For variable selection, we have to construct a variable importance (VIMP) measurement based on a loss function. For classification problems, measures of performance used are the misclassification error or the Brier score [34‐36]. For the latter, we have $L(Y,\hat{p})=(1/K)\sum _{k=1}^K\left( \mathbb {1}_{\{Y=k\}}-\hat{p}_k\right) ^2$. To measure VIMP, we grow each tree using a bootstrap sample of the original data and the previously mentioned OOB data is used to calculate the loss function under the original OOB data and the permuted OOB data.
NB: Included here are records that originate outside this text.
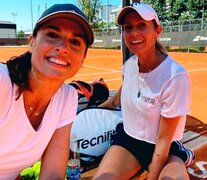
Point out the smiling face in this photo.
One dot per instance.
(140, 35)
(58, 50)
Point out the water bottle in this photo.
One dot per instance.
(73, 166)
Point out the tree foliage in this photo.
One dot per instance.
(91, 9)
(172, 10)
(20, 34)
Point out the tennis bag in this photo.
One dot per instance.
(93, 128)
(90, 94)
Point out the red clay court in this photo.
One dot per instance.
(101, 63)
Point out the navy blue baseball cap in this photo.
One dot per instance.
(69, 11)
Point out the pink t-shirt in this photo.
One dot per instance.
(20, 144)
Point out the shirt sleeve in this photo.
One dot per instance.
(176, 96)
(5, 89)
(70, 107)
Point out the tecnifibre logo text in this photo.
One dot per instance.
(85, 143)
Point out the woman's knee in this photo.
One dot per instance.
(117, 163)
(174, 169)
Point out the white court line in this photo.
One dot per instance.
(93, 67)
(92, 74)
(107, 80)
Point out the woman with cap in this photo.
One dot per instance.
(154, 97)
(37, 107)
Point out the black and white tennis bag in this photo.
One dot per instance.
(93, 128)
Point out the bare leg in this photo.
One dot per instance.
(174, 170)
(117, 164)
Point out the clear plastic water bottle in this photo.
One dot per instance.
(74, 168)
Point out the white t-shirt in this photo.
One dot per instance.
(164, 91)
(20, 144)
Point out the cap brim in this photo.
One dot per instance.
(73, 16)
(143, 12)
(123, 13)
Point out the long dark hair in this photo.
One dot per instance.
(19, 68)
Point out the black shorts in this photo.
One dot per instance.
(143, 151)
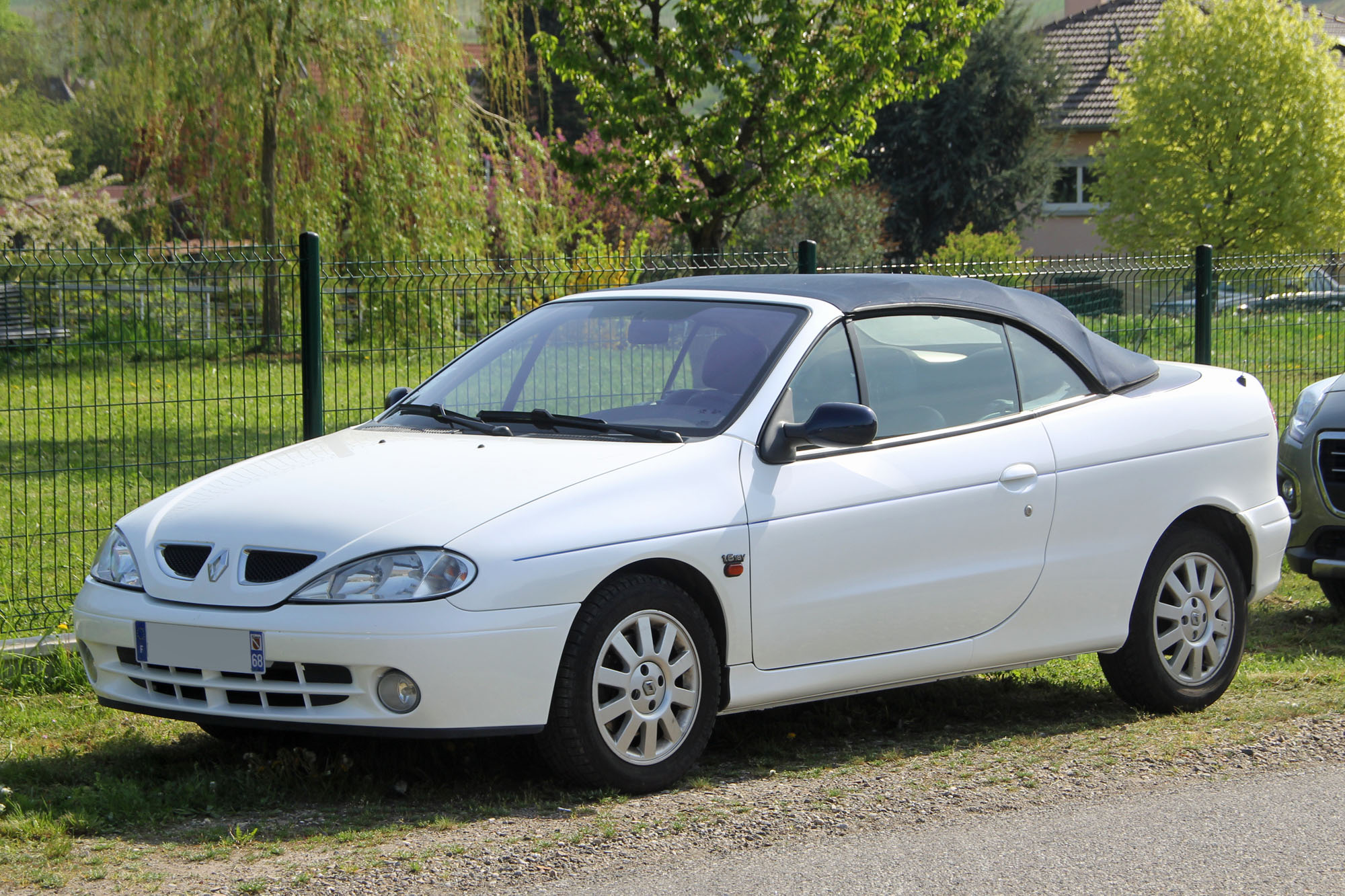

Let $\mathcal {L}^{\text {OOB}}$ be the OOB data and let $\hat{p}_k(\tilde{{{\textbf {x}}}}^{(ij)})$ be the estimator for permuted ${{\textbf {x}}}$ where the relationship of $X_i$ and $X_j$ is swapped in all the rank-based trees, which can be achieved by permuting the ith and jth columns in $\mathcal {L}^{\text {OOB}}$. The VIMP for gene pairs $X_i$ and $X_j$ is defined as

$$\begin{aligned} I(X_i,X_j)=\frac{\sum _{s \in \mathcal {L}^{\text {OOB}}}L[y_s,\hat{p}({{\textbf {x}}}_s)]}{|\mathcal {L}^{\text {OOB}}|}-\frac{\sum _{s \in \mathcal {L}^{\text {OOB}}}L[y_s,\hat{p}_k(\tilde{{{\textbf {x}}}}_s^{(ij)})]}{|\mathcal {L}^{\text {OOB}}|}. \end{aligned}$$

(7)

Utilizing VIMP, the two-step ensemble algorithm is described in Algorithm 2.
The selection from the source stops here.